お前もう料理すんな

お題サイト「無気力少年。」様よりお借りしました。



 後輩に届け物をしようと思って1年の階へ降りた時の話。
 同学年の2年と比べて1年の中には私がネタ生産機として目を付けている人間が少なく、あまり徘徊する機会は無い為、久しぶりにその階へ足を踏み入れたことになる。
 ネタなんて在るわけがない。そんな覚悟を決めてやって来たのだが――
 何故だろう、早速面白そうなものを発見。

「今日は和食にチャレンジしてみたんですよ、慎くん」
「え?和食・・・?」

 1年生喧嘩コンビ、宮路慎と神埼悠那。息をするように喧嘩し、それに周りを巻き込む迷惑極まりない彼等だが、今回は場合が違うらしい。
 両者一歩も譲らないのが常のスタイル。だが今目の前で起こっている状況はあまりにも一方的だった。蒼い顔をしてじりじりと神埼さんから距離を取る宮路くん。もちろん、神埼さんは満面の笑み。それはつまり、現状の優劣を雄弁に語っていた。

「君、これが和食だっていいたいのかい?日本文化を馬鹿にするにも程があるよ・・・っ!!」
「どう見たって和食じゃないですか。食材に喧嘩売ってるんですか?」
「いやいや!これは!そもそも料理とは言わないだろう!?」

 そう言って宮路くんが指さした先。何だかゼラチン質で真っ黒なそれ。乾ききっているのか何だか湿っているのかよく分からない物質。というか劇薬か何かにしか見えない。ただ真っ黒いだけではない、というのがネックである。何を調理すればそのゼラチンは生まれるのか。何を見ていればそんな黒くなるのか。訊きたいが訊いてはいけないような、謎の威圧感を放つそれ。
 げんなりした顔の宮路くんがその中の一つを指さした。
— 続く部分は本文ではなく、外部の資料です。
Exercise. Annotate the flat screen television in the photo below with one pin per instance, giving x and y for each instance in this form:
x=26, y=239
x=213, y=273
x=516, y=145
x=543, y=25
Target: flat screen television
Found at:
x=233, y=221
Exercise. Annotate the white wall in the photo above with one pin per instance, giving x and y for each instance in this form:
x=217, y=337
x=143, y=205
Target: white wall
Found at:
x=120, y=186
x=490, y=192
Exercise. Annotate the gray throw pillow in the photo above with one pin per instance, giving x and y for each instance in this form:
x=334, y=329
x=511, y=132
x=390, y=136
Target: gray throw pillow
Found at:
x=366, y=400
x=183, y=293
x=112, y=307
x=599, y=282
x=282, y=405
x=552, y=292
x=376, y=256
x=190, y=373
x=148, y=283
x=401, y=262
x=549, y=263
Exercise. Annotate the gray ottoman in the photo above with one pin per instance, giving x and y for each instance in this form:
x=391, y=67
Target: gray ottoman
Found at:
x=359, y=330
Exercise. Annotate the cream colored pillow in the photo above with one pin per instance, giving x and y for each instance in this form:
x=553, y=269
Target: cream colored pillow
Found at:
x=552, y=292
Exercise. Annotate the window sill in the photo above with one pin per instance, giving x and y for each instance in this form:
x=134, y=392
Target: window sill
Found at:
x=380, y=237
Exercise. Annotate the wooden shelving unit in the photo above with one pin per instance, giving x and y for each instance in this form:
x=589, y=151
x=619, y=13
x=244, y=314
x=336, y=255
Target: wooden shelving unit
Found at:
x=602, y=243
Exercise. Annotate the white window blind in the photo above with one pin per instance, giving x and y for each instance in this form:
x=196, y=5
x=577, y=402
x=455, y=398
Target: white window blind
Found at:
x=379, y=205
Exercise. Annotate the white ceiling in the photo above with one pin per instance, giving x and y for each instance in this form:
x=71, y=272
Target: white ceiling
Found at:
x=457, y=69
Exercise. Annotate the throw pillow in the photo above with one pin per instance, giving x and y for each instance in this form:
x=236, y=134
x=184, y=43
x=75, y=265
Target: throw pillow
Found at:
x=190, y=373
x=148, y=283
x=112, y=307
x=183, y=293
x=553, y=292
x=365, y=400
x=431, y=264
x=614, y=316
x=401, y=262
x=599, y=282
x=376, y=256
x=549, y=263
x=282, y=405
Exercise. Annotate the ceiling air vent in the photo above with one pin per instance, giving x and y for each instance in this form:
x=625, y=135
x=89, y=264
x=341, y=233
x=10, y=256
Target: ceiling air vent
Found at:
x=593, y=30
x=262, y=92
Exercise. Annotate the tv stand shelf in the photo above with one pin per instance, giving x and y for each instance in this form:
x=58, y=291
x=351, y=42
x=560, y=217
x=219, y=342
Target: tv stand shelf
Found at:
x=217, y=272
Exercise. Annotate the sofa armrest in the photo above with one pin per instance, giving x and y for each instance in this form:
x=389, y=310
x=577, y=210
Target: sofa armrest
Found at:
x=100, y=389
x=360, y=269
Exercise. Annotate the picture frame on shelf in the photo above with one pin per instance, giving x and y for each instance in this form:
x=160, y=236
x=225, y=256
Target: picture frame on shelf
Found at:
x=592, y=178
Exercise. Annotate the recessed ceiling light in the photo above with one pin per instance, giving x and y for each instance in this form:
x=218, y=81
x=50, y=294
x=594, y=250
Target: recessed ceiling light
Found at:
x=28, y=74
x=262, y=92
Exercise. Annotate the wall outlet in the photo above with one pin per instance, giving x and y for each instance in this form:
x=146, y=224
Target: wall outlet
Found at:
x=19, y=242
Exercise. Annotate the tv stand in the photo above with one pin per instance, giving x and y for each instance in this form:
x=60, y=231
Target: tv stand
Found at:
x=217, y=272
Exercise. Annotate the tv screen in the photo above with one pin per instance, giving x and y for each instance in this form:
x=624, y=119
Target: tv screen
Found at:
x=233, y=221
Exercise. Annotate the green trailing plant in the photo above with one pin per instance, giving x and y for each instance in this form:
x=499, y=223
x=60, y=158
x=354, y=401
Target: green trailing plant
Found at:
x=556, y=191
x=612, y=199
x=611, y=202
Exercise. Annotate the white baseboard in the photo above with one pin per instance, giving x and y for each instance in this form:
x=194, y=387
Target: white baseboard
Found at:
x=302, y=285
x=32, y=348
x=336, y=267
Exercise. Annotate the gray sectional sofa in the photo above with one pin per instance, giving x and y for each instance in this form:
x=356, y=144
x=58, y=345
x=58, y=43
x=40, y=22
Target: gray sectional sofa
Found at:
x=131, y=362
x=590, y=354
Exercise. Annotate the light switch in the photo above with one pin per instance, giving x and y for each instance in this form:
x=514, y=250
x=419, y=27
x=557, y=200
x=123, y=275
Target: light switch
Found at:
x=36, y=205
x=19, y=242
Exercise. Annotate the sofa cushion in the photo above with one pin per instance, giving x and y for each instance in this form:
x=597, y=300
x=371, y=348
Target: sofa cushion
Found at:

何だか灰が積もっているような食べ物?だ。

「それは何だい?」
「お、お目が高いですねぇ。これ、おからです」
「えっ!?何でおからが焦げるんだ!っていうか、灰になってるじゃないか!!」

 そもそも、と宮路くんが蒼い顔のままに声を張り上げる。

「これを持って来て俺にどうして欲しいのさ!」
「え?味見ですけど」
「何でぇぇぇ!?もっと他に適任がいるじゃないか!あ!草薙先輩なんてどうだい?鉄の胃袋だし、いっつもお腹すかせてるからさ!」
「駄目でーす。最速の人でしょ?あの人は檜垣先輩の彼氏さんなので差し入れとかしたくないでーす」
「驚きのウザさ!」

 あっ、と何かを思い出したように宮路くんが声を上げる。すでに顔が蒼いだけではなく汗まで掻き始めているから相当焦っているのだろう。

「君さ、家研部じゃなかったっけ?何でそんなに下手なんだよ料理!」
「いやぁ、お菓子作りは得意なんですけど、どうしても普通の料理が作れないんですよね」
「何かあったぞ、そういう話!校内七不思議とかで聞いた気がする!!」

 ――正解。
 家研部が作る料理がたまに劇物、という七不思議は確かに存在する。しかし量と質から見ても神埼さん一人が生産しているようには思えないが。意外な事実が発覚した。要検証ってとこだろう。
 宮路くんの悲鳴をBGMに、私は後輩の教室を探そうと踵を返した。